TF_SYCL_OFFLINE_COMPILER_ARGS
can be used to provide arguments to the offline
compiler. These options require a Professional Edition of ComputeCpp.
Build TensorFlow
Build the pip package with:
./configure
bazel build --verbose_failures --jobs=6 --config=sycl --config=opt //tensorflow/tools/pip_package:build_pip_package
Notes:
- Make sure to re-run
./configure
if you change any of the environment variables described in this guide. - It is recommended to keep the exact same environment variables when building again with bazel to avoid re-building from scratch.
- It is recommended to provide
--jobs=X
tobazel
with X strictly smaller than your number of threads to reduce RAM usage.
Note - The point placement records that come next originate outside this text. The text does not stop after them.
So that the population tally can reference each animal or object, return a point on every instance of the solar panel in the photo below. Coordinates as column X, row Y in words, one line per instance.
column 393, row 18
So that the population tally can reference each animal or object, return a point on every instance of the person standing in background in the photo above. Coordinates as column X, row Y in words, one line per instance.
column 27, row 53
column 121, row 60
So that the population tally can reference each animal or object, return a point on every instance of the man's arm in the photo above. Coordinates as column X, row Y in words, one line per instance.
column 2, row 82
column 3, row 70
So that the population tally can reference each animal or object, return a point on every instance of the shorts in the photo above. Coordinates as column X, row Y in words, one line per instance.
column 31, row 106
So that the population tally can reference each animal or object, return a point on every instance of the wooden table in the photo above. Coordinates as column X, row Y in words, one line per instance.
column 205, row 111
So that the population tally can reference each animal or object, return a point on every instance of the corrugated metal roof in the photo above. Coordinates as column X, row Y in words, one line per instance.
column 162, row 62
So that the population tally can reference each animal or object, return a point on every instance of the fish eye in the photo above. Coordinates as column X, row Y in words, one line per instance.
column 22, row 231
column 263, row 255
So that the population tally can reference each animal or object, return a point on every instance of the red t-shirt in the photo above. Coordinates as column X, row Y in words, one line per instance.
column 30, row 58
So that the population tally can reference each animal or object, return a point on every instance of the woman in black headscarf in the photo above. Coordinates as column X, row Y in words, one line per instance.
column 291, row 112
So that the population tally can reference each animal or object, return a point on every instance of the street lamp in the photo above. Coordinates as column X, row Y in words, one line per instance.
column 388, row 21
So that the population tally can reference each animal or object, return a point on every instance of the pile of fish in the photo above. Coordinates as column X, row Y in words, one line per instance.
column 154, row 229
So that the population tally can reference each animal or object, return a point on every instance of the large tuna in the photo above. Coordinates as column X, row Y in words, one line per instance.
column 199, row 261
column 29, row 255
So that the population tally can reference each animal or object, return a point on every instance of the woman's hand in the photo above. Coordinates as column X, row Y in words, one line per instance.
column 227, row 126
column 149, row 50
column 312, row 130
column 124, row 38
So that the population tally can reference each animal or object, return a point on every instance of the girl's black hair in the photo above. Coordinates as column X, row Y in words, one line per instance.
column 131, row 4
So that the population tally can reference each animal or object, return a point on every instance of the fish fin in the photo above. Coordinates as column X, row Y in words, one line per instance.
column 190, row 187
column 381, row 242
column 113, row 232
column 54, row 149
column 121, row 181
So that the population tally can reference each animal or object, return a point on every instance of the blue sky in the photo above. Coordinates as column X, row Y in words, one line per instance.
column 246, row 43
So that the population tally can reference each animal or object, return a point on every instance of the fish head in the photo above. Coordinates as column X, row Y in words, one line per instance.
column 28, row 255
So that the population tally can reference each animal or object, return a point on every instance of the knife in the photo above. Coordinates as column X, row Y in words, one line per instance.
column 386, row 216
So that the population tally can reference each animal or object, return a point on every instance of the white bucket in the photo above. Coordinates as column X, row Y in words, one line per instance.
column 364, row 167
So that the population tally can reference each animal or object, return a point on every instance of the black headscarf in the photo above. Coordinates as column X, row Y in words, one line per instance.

Bundle and install the wheel
Choose an existing folder to output the TensorFlow wheel, for example:
export TF_WHL_DIR=$HOME
bazel-bin/tensorflow/tools/pip_package/build_pip_package $TF_WHL_DIR
pip install --user $TF_WHL_DIR/tensorflow-1.9.0-cp35-cp35m-linux_x86_64.whl
The .whl
file may have a different name depending on your architecture or the
Python version provided by PYTHON_BIN_PATH
.
Many tests and benchmarks require more pip packages than the minimal set of packages listed in the build pre-requisites. The versions listed below are known to work with this build of TensorFlow:
pip install -U --user numpy==1.14.5 wheel==0.31.1 six==1.11.0 mock==2.0.0 enum34==1.1.6 portpicker==1.2.0
pip install -U --user scipy==1.1.0
pip install -U --user scikit-learn==0.20.2
pip install -U --user --no-deps sklearn
Run the benchmarks
To verify the installation, you can execute some of the standard TensorFlow benchmarks. The example below shows how to run a single inference of AlexNet:
git clone http://github.com/tensorflow/benchmarks
cd benchmarks
git checkout cnn_tf_v1.9_compatible
# Allow the SYCL device as a valid option
sed -i "s/'cpu', 'gpu'/'cpu', 'gpu', 'sycl'/" scripts/tf_cnn_benchmarks/benchmark_cnn.py
python scripts/tf_cnn_benchmarks/tf_cnn_benchmarks.py --num_batches=10 --local_parameter_device=sycl --device=sycl --batch_size=1 --forward_only=true --model=alexnet --data_format=NHWC
Run the tests
Running the tests is a good way to check TensorFlow built correctly. You can run a large set of about 1500 tests with the following command:
bazel test --test_lang_filters=cc,py --test_timeout 1500 --verbose_failures --jobs=1 --config=sycl --config=opt -- //tensorflow/... -//tensorflow/compiler/... -//tensorflow/contrib/distributions/... -//tensorflow/contrib/lite/... -//tensorflow/contrib/session_bundle/... -//tensorflow/contrib/slim/... -//tensorflow/contrib/verbs/... -//tensorflow/core/distributed_runtime/... -//tensorflow/core/kernels/hexagon/... -//tensorflow/go/... -//tensorflow/java/... -//tensorflow/python/debug/... -//tensorflow/stream_executor/...
Alternatively you can run a subset of the tests above, running only TensorFlow operations with the following:
bazel test --test_timeout 1500 --verbose_failures --jobs=1 --config=sycl --config=opt -- //tensorflow/python/kernel_tests/...
Some of these tests are expected to fail due to using unsupported types. Make
sure to use the same options as during the build step as bazel test
will
re-build the targets with the given options.